SAKARYA'DAKİ TANK-PALET FABRİKASI
Sakarya'daki tank palet fabrikasıyla ilgili her şeyi vesikalarıyla ortaya koydukları halde hala bunun konuşulduğunu hatırlatan Erdoğan, şunları kaydetti:
"Buradan sana ekmek çıkmaz boşuna konuşma. Zira burada tamamıyla zarar eden bir tank palet fabrikası varken, şimdi BMC ile ortak faaliyette olan Katar'ın yaptığı yatırımla buranın hem renöve edilmesi, hem restore edilmesi, makinelerin yenilenmesiyle bu süreçte bu fabrika kendimize ait tanklarımızın bakım onarımından tutun yeni atılacak adımlara kadar çok ciddi bir yatırım olarak ortaya çıkmıştır. Siz buna benzer işleri SEKA'da da yaptınız. Biz SEKA'da adımı attık, şu anda SEKA diye bir şey kalmadı. Biz SEKA'yı millet bahçesi haline getirdik. Bunlarda böyle bir zevk de yoktur. Biz bu akşam 20 yıl önce başlanmış olan bir opera binasının açılışını yapıyoruz. Bizim icraatımızın ulaştığı yere sizin hayalleriniz bile ulaşamaz."

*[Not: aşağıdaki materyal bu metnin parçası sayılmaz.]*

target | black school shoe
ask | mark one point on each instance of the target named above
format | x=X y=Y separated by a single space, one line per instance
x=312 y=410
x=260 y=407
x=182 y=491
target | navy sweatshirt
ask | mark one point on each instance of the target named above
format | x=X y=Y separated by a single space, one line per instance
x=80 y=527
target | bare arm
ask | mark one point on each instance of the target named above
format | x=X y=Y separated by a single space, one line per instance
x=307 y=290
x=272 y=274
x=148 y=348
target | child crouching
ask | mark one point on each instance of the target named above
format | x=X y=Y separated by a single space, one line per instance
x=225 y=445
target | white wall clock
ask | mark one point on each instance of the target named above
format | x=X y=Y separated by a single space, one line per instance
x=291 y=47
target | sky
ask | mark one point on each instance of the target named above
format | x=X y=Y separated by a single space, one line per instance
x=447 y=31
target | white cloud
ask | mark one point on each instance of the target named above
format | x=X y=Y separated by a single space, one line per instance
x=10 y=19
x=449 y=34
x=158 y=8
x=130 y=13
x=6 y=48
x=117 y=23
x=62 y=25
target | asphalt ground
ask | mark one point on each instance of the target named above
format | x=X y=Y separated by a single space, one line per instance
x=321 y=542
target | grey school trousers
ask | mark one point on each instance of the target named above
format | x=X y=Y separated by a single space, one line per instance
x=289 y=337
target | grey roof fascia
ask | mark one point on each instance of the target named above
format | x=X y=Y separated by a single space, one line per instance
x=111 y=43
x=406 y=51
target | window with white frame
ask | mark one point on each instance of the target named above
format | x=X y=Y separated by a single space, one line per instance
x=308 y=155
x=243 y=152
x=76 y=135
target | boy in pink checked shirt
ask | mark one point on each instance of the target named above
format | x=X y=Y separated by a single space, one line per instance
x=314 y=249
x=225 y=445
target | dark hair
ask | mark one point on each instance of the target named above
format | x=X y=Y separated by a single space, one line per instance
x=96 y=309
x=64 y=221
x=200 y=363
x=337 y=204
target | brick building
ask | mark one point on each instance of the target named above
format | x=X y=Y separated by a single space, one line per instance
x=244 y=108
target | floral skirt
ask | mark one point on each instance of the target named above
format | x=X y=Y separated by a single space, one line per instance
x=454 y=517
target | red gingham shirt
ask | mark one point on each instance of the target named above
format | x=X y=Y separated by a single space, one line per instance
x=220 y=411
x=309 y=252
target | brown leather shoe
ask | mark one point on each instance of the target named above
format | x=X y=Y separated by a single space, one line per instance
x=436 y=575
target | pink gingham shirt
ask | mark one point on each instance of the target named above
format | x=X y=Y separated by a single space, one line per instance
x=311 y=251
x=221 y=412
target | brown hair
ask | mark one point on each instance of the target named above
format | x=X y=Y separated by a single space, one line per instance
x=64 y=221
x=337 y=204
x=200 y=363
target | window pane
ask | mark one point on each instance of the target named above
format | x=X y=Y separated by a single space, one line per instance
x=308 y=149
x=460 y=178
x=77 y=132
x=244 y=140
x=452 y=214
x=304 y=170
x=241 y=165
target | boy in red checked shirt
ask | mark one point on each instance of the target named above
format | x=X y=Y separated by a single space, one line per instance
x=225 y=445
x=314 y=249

'SAVRULMALARA MEYDAN VERMEYECEĞİZ'
Cumhurbaşkanı Erdoğan, İstanbul Sözleşmesi başta olmak üzere bu çerçevede zaman zaman yaşanan tartışmaların işin özünden ziyade hala süren yanlış uygulamalarla ilgili olduğunu düşündüğünü ifade ederek, kimi yanlışları düzeltirken kimi yanlışlara yol açacak savrulmalara meydan vermeyeceklerini vurguladı. Erdoğan, bugün Şanlıurfa'da bir seçim yapıldığına değinerek, Siverek Belediye Başkanının istifası üzerine boşalan belediye başkanlığı için yapılan oylamalar neticesinde Ayşe Çakmak'ın 3'üncü turda seçildiğini bildirdi. Şanlıurfa'da böyle bir adımın atılmasının çok önemli olduğunu söyleyen Erdoğan, belediye başkanları olarak bu sayının artmasının böyle bir dönemde isabetli bir adım olduğunu vurguladı.